Marguerite: (She gently kisses him on both cheeks.) Thank you. (He slaps her. She looks after him, disappointed and hurt, and then holds the money up in her hand. A look of satisfaction gradually fills her face.)

At the beginning of a lovely, idyllic pastoral sequence with sheep, rolling hills and flowering trees, she arrives in the country at the Duval's farm/cottage, reacting: "It's heaven." [To satisfy the censors of the day, Armand is sleeping at a nearby inn.] During her dream-like time there, Marguerite and Armand often walk together in the beautiful outdoors landscape, and she experiences true happiness:

How good the earth smells. It's better than any perfume. Look. Look, I found a four-leaf clover. It's my first good luck. You know, when I was little, I used to hunt for them everywhere, thinking they would change everything.
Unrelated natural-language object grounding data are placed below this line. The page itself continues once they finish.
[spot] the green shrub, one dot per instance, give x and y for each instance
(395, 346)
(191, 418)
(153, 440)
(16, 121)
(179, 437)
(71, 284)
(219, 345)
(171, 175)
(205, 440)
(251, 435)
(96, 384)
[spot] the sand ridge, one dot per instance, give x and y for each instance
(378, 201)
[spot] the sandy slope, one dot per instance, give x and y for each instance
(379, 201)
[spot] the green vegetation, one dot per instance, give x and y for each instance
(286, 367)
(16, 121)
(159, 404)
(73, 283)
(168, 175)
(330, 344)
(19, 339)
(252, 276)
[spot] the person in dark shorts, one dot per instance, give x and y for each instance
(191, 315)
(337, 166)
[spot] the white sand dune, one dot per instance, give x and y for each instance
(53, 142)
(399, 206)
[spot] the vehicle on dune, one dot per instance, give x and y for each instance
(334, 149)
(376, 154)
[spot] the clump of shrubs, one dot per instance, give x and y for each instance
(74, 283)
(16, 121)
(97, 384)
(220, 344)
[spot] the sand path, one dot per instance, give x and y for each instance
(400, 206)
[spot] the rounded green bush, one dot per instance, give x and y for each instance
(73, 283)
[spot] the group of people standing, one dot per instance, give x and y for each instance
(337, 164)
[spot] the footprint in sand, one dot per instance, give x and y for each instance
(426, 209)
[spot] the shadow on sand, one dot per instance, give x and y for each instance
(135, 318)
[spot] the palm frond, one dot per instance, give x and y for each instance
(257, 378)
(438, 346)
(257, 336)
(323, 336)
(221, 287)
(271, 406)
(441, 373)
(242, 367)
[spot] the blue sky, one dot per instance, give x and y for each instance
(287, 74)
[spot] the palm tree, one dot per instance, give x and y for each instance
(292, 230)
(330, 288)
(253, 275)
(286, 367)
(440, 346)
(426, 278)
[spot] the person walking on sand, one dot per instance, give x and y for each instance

Armand is wrongly jealous of Marguerite, who has been selling her jewelry only to help pay for the wedding dress and small dowry of her friend Nichette. They arrange to have Nichette's wedding at the farm. During the ceremony between Nichette and Gustave (Russell Hardie), the vows have special significance for Armand and Marguerite. Nichette is graciously thankful for all the beautiful things Marguerite has done for her. After the reception, Prudence complains about the effects of all the alcohol and frivolity:

Wine used to go to my head, and make me gay. And now it goes to my legs and makes me old.
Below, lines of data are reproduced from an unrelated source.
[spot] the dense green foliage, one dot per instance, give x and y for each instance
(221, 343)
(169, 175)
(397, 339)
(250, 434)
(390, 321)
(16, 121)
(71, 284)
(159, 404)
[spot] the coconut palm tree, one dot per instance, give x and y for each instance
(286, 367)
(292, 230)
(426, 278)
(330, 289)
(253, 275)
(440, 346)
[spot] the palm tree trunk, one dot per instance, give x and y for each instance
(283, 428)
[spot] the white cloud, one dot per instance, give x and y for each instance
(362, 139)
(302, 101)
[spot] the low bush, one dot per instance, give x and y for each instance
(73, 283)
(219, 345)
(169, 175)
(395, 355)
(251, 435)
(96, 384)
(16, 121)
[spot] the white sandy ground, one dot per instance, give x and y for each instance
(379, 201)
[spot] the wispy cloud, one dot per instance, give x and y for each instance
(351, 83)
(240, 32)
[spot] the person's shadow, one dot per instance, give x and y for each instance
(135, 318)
Also, Armand is moody about how he cannot provide for his love like the extravagant Baron. Her love of luxury being a barrier, she assures him of her depth of love that now overshadows her love of money:

Marguerite: Are you going to spoil a day like this by being jealous?
Armand: No, of course not, only I always know he's there.
Marguerite: But I'm always here. Don't ever leave me.
Armand: I never will. But you? I can't bear ours someday to end, Marguerite.
Marguerite: Nor I.
Armand: Could you go on living like this?
Marguerite: I couldn't live any other way now.
Armand: Listen, I've written my father asking him to turn my money over to me.
Marguerite: Oh why?
Armand: So I can make plans for our future. And you won't have to live in two rooms five flights up like Nichette either. You'll have a little house and a garden all your own. I'm leaving for Paris tomorrow to see the lawyer who made my grandfather's will.
Marguerite: Do you know what I asked Prudence to do tomorrow?
Armand: No, what?
Marguerite: Sell everything, pay everything so I could take a flat like Nichette's with what I have left.
Armand: Really? You mean you'd give up everything for me?
Marguerite: Everything in the world. Everything. Never be jealous again. Never doubt that I love you more than the world. More than myself.
Armand: Then, marry me.
Marguerite: What?
Armand: I married you today. Every word the priest said was meant for us. In my heart, I made all the vows to you.
Marguerite: And I to you.
Armand: Then...
Marguerite: No, no, that isn't fitting. (poetically) Let me love you. Let me live for you. But don't let me ask any more from Heaven than that - God might get angry.